Внутри все ликовало — хотелось напевать себе под нос и беспрестанно двигать пальцами (локтями нельзя — с высокого стула на пол больно), зато побалтывать в воздухе ногами оказалось ни с чем несравнимым удовольствием. Конечно, еще бы нормально расчесаться и подкрасить глаза, но подобные прелести станут доступны лишь через несколько дней, поэтому Лайза решила не кукситься, тем более что поводы для радости перевешивали поводы для грусти.
На плите шкворчала яичница, в воздухе разносился запах жареных помидоров, специй и ветчины, кусочки которой двухметровый шеф-повар с повязанным вокруг талии фартуком ловко переворачивал лопаткой.
Лучи утреннего солнца нежились на светлой деревянной поверхности кухонного стола и чаше с фруктами.
— А тебе идет фартук!
Лайза смеялась, наблюдая за ладными действиями "няни"-повара.
— Мне много чего идет.
— Шаровары, ирокез и трусы с ушками-слониками?
Мак усмехнулся.
— Хм, есть вещи, которые не стоит дополнительно украшать. Тем более ушами-слониками.
— Ничего, твоей гротескной пещере, где ты мучаешь жертв, не повредят веселые тона. А ее хозяину что-нибудь помимо кожи, цепей и металла. Например, бантик на пряжке…
Лопатка зависла в воздухе, темные брови притворно нахмурились.
— Это таким ты меня видишь? Черствым мужиком, бездушным извергом?
В солнечный свет вплелось веселое хихиканье.
— Не-е-е-ет! Здоровым брутальным и крайне привлекательным мужиком, мучающим ни в чем не повинных девиц.
В ответ фыркнули; через минуту о поверхность стола брякнуло дно широкой фарфоровой тарелки.
— Ешь, девица, а то мне скоро некого будет мучить.

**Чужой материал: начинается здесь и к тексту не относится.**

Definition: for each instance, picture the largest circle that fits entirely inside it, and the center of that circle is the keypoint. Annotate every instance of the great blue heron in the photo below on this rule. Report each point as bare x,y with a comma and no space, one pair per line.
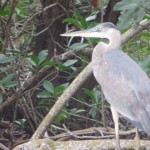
125,85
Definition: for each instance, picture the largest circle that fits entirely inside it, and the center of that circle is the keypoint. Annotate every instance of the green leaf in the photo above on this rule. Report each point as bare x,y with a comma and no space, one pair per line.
78,46
42,56
125,5
89,93
34,60
44,94
126,19
70,62
48,86
5,59
5,11
72,21
61,116
10,84
93,112
59,89
3,69
7,79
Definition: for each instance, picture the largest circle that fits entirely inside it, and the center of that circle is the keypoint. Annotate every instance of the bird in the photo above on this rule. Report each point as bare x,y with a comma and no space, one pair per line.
125,85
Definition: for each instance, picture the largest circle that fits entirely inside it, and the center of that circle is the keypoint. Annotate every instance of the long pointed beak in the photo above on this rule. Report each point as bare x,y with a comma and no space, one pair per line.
83,33
86,33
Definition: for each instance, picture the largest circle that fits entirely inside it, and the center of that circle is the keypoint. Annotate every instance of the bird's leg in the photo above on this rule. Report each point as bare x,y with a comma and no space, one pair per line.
137,139
116,121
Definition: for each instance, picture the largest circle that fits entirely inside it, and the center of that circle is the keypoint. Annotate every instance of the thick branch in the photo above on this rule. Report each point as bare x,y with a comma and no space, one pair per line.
47,144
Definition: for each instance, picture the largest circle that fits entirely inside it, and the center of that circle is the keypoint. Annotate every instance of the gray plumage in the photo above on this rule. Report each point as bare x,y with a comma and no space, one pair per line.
125,85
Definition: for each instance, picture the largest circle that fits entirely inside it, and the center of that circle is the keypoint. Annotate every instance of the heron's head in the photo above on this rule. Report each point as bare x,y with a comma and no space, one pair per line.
105,30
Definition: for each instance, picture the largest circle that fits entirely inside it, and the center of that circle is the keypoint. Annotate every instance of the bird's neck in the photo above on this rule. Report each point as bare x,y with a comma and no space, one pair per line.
114,41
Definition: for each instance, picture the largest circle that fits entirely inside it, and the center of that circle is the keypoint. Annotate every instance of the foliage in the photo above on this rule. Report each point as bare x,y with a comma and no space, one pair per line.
132,12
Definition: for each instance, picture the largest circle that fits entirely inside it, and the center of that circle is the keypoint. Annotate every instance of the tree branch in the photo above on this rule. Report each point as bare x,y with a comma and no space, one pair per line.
74,86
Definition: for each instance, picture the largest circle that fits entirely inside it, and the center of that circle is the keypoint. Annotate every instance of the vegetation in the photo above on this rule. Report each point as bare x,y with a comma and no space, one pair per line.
37,64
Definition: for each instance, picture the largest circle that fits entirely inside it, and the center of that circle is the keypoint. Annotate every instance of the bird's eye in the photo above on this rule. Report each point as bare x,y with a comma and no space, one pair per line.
99,29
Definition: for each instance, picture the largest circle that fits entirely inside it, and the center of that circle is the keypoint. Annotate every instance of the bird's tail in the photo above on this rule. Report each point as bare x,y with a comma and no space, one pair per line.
145,120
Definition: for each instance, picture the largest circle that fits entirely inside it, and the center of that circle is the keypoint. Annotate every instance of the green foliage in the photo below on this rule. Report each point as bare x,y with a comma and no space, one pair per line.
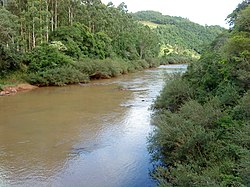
204,139
58,76
179,33
46,57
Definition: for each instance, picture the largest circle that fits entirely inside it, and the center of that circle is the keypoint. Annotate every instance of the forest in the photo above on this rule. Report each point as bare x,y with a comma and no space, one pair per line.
54,42
202,116
179,36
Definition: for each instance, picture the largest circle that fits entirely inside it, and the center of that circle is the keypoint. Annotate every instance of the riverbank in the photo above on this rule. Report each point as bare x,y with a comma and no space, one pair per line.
12,90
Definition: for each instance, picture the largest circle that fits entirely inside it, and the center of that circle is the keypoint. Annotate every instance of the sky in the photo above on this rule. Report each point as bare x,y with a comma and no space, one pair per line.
204,12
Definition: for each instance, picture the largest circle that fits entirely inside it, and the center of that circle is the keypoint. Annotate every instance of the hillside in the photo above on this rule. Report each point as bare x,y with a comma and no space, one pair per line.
179,35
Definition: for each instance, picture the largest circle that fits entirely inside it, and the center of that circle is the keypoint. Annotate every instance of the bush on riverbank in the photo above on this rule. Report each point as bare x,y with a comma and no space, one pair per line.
176,59
58,69
202,135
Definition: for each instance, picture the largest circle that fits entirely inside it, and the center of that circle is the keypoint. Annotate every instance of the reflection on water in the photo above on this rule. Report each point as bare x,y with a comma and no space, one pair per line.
92,135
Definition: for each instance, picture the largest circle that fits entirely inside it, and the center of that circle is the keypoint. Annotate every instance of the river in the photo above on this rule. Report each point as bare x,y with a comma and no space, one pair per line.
83,135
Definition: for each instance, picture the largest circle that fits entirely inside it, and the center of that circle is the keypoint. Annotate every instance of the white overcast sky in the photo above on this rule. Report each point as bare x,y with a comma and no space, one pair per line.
210,12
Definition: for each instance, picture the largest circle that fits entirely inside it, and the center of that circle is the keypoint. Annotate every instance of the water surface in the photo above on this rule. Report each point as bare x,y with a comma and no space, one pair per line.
91,135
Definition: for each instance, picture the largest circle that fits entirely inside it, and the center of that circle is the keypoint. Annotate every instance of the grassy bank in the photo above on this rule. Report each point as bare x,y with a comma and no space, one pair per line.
73,72
202,118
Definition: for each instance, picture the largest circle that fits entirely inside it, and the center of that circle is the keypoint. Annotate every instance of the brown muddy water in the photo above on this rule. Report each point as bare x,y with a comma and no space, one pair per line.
92,135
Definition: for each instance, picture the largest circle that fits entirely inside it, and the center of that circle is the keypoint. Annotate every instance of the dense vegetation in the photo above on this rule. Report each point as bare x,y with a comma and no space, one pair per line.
203,116
179,36
56,42
62,42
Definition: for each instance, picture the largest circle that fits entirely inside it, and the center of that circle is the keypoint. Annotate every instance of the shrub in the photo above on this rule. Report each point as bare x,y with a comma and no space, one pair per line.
57,77
46,57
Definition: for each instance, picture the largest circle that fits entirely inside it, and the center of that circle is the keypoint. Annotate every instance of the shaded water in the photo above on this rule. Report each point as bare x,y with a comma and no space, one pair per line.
91,135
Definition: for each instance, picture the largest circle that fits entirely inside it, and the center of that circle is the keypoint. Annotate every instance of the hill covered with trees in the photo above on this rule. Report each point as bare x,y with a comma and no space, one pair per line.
179,35
62,42
202,136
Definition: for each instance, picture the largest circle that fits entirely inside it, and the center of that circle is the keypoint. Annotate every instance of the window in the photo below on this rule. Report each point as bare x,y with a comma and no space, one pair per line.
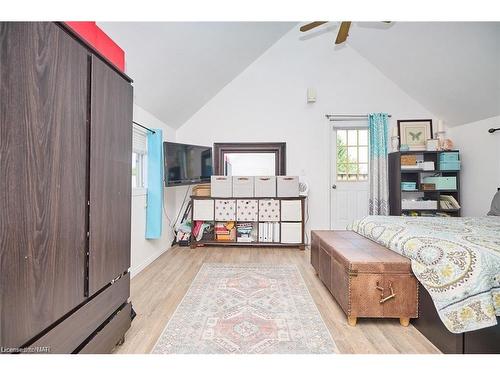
139,159
352,154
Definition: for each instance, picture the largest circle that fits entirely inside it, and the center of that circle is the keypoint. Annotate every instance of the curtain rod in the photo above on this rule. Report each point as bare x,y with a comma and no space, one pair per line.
142,126
347,117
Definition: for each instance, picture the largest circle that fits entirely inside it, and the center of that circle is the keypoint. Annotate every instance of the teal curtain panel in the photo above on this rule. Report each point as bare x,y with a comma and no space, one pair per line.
379,181
155,185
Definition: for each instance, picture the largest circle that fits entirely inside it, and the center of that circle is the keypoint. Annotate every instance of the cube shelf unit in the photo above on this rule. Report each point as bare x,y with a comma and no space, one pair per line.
397,175
214,242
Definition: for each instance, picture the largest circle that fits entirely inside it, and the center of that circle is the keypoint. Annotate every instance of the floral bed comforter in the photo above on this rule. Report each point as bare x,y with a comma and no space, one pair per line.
456,259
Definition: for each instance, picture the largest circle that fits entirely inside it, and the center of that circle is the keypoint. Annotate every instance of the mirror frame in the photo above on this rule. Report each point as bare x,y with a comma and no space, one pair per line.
279,150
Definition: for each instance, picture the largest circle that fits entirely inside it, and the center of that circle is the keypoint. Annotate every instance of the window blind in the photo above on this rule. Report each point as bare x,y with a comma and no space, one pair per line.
139,140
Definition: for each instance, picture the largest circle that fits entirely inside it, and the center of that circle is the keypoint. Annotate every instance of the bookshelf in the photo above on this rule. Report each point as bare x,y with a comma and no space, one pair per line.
397,194
279,241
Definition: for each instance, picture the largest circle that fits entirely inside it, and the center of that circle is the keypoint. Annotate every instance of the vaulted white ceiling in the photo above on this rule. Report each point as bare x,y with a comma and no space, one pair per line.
451,68
178,66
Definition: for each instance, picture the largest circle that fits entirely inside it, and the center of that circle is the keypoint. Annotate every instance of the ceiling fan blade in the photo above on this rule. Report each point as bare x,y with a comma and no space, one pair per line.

Лайза хотела было выдать что-нибудь типа "ты быстро найдешь мне замену" или "тебе в любом случае некого будет мучить, стоит мне начать ходить…", но почему-то не решилась. Есть хорошие провокации, а есть плохие. Ни к чему портить отличное утро фразами с двойным дном. Уж лучше послушно открыть рот, стянуть губами горячий кусочек яичницы и счастливо его прожевать, глядя в озорные зелено-коричневые глаза завтракающего напротив мужчины.

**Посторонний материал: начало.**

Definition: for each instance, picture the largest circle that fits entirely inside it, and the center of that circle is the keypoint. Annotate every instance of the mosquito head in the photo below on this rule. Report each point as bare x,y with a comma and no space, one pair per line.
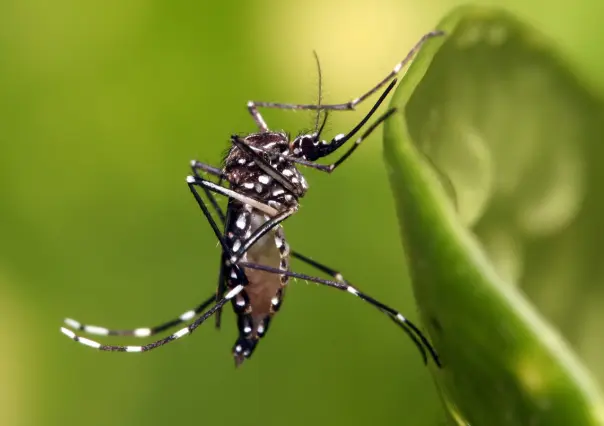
309,147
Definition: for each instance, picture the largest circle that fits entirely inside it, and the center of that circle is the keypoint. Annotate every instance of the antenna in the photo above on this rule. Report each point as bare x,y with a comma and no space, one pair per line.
320,94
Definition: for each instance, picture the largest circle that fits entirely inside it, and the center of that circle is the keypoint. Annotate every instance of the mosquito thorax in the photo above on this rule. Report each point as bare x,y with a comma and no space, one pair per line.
248,178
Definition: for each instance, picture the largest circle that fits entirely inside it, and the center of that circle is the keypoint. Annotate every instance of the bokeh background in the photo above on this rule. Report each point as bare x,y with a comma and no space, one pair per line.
103,105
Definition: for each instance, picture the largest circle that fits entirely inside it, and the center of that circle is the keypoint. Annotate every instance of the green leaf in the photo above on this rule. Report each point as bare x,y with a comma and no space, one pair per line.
500,118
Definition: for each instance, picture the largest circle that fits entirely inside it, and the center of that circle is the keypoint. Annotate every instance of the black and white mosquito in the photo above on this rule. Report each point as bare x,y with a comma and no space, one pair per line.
264,188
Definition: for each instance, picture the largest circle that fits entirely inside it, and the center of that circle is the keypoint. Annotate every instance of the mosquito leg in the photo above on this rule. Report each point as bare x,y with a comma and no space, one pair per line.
253,105
322,149
242,248
413,330
144,348
142,331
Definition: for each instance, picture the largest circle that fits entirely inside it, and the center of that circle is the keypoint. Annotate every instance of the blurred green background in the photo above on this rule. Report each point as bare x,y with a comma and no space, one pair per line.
103,105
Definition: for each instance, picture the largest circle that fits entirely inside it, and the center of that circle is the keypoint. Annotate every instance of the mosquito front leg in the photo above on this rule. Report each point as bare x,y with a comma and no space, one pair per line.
254,105
154,345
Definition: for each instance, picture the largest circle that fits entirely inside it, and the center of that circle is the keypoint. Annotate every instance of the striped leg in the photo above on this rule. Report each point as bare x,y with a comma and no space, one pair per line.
142,331
253,106
393,315
410,328
144,348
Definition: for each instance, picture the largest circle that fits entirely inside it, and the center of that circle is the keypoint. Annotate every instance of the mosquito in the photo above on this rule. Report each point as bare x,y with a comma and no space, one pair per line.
263,188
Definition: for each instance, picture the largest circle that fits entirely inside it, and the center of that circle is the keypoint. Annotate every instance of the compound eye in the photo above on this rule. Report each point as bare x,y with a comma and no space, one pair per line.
308,147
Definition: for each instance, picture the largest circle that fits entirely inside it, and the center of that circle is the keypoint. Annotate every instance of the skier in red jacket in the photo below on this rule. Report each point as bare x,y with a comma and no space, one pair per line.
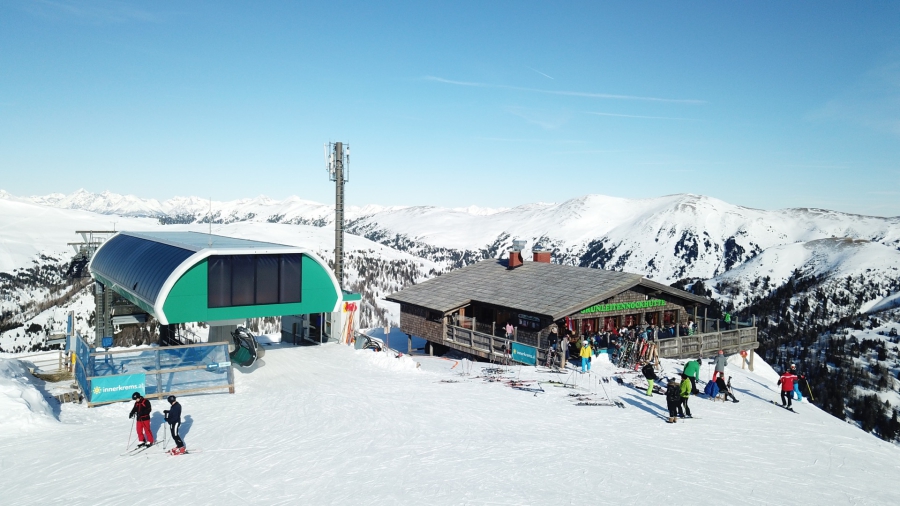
142,410
787,387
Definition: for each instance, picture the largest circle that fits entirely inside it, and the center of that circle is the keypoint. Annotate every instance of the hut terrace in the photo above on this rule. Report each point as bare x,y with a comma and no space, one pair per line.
469,308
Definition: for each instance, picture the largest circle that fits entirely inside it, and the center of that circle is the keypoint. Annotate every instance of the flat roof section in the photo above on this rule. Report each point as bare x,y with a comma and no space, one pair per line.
535,287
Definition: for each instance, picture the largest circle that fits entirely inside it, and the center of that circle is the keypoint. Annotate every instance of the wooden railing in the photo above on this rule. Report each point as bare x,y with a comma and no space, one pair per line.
731,341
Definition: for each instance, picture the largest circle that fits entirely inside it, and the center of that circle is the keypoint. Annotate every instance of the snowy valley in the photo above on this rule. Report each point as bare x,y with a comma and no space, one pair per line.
821,284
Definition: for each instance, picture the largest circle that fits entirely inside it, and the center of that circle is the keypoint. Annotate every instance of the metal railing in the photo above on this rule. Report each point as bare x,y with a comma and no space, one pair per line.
44,362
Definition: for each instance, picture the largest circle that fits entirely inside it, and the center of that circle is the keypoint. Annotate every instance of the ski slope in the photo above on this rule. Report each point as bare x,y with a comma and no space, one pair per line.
332,425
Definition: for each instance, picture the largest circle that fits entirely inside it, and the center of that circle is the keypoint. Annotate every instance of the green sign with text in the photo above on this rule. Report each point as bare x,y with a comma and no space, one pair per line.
624,306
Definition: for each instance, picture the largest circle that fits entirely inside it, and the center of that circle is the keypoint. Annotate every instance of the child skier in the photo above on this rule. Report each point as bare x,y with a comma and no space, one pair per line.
725,388
585,356
796,383
142,410
692,369
648,373
787,388
720,362
673,400
173,418
685,394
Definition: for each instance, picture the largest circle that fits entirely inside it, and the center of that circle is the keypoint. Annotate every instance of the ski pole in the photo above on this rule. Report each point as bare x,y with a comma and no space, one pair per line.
129,435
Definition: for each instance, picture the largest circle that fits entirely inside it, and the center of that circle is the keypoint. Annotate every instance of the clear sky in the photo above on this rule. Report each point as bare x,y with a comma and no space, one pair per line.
763,104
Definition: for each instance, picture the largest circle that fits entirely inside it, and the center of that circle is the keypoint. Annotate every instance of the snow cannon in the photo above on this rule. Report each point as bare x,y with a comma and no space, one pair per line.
246,348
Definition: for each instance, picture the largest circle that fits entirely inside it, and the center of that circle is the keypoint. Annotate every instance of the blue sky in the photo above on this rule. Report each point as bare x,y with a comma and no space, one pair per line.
763,104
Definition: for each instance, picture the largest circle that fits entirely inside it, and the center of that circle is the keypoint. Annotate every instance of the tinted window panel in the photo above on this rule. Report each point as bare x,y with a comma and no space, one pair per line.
243,277
290,278
267,279
219,284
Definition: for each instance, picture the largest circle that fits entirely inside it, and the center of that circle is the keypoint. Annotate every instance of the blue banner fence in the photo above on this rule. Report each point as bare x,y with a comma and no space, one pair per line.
169,370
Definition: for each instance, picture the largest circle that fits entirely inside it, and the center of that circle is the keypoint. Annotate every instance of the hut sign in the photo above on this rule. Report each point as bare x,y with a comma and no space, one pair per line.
621,306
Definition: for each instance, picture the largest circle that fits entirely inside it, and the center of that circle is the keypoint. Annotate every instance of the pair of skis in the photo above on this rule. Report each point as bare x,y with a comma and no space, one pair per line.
788,408
141,449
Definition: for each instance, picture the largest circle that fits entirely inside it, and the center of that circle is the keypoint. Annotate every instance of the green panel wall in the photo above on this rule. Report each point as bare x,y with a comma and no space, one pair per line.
187,301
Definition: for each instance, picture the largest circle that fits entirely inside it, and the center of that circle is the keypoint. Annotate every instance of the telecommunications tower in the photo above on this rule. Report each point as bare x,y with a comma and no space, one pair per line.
337,162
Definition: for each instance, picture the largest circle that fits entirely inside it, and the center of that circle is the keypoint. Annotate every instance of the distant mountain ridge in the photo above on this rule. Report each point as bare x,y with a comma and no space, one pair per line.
666,238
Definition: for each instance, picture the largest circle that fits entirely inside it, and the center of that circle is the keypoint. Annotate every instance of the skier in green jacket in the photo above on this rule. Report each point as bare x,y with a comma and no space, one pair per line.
692,369
685,394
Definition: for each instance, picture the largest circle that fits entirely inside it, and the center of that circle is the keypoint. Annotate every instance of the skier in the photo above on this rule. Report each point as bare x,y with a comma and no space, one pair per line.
173,418
585,357
648,373
725,388
692,369
721,362
673,400
797,383
142,410
787,388
685,394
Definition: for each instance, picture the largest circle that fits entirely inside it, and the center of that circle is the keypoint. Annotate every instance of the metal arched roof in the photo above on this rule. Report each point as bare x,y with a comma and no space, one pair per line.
144,266
138,265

Он предложил это сам — побыть с ним в гараже, и теперь Лайза сидела в синем выцветшем старом кресле и наблюдала за обнаженным торсом Мака, склонившимся над открытым капотом ее Миража. Того самого Миража, который она не видела с ночи погони. С той самой трассы, где она готовилась умереть — порванная и раненая — в цепких когтях невидимого охотника, доставших ее через расстояние.

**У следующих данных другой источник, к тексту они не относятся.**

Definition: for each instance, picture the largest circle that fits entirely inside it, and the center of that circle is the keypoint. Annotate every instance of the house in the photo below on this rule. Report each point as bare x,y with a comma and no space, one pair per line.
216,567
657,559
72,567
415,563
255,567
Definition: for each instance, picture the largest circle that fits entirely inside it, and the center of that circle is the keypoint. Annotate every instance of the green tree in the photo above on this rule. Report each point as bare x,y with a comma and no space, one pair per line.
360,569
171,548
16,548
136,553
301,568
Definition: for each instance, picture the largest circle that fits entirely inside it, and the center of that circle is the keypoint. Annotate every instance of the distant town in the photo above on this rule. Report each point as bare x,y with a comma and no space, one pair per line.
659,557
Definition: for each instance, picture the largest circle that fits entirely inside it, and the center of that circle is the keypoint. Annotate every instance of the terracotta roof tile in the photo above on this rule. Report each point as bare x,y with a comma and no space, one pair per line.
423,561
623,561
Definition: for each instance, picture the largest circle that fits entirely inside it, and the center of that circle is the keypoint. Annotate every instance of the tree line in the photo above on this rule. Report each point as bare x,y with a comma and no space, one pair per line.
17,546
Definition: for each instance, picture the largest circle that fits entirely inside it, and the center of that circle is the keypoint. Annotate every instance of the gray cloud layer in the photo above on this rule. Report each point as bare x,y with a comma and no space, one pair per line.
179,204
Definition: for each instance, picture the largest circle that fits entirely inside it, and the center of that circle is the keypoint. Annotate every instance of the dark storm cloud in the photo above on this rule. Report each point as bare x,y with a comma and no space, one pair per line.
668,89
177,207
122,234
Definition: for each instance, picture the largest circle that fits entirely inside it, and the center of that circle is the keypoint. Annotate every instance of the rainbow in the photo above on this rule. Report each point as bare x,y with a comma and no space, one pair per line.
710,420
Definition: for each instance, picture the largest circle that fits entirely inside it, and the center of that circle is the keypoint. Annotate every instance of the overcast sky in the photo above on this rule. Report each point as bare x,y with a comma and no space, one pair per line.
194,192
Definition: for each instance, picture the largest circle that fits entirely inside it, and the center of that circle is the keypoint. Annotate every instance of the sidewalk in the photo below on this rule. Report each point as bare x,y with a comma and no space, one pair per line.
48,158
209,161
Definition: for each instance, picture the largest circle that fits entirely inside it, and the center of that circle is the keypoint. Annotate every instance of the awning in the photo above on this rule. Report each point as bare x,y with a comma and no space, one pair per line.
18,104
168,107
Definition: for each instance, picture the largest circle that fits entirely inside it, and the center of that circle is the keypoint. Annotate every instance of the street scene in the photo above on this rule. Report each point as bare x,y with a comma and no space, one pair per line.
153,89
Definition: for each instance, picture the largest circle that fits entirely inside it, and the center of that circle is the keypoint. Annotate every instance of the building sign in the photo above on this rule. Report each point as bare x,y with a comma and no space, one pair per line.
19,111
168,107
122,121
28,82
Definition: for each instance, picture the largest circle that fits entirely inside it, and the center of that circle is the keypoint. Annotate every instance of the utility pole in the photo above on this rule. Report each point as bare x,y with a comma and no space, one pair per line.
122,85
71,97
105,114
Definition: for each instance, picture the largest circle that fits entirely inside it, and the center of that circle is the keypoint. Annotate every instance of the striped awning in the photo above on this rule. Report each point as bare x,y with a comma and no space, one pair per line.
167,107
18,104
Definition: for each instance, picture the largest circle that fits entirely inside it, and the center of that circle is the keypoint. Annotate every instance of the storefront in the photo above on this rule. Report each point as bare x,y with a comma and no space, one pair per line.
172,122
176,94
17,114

Тогда было больно. Теперь почти хорошо.
Как выцвели и изменились воспоминания.
Стеклянная крыша пропускала внутрь широкие полосы солнечного света, в котором неторопливо и хаотично плавали пылинки. Пахло машинным маслом, старыми тряпками, полировочной смесью, кожей и чуть-чуть бензином. Лениво, тихо, спокойно. Негромко позвякивал ключ, которым Чейзер откручивал от аккумулятора промасленные гайки. Время от времени механик вглядывался в устройство движка и качал головой. Иногда хмыкал, вытирал со лба капельки пота и что-то бурчал себе под нос.
Лайза разглядывала стоящий рядом хромированный черный автомобиль — тот самый звездолет, севший ей на хвост. Красивый, гладкий, притягательно-идеальный, как и лоснящиеся от пота поигрывающие при движении накачанные мышцы его владельца. Затем оглядела периметр гаража, слишком большой для одного автомобиля.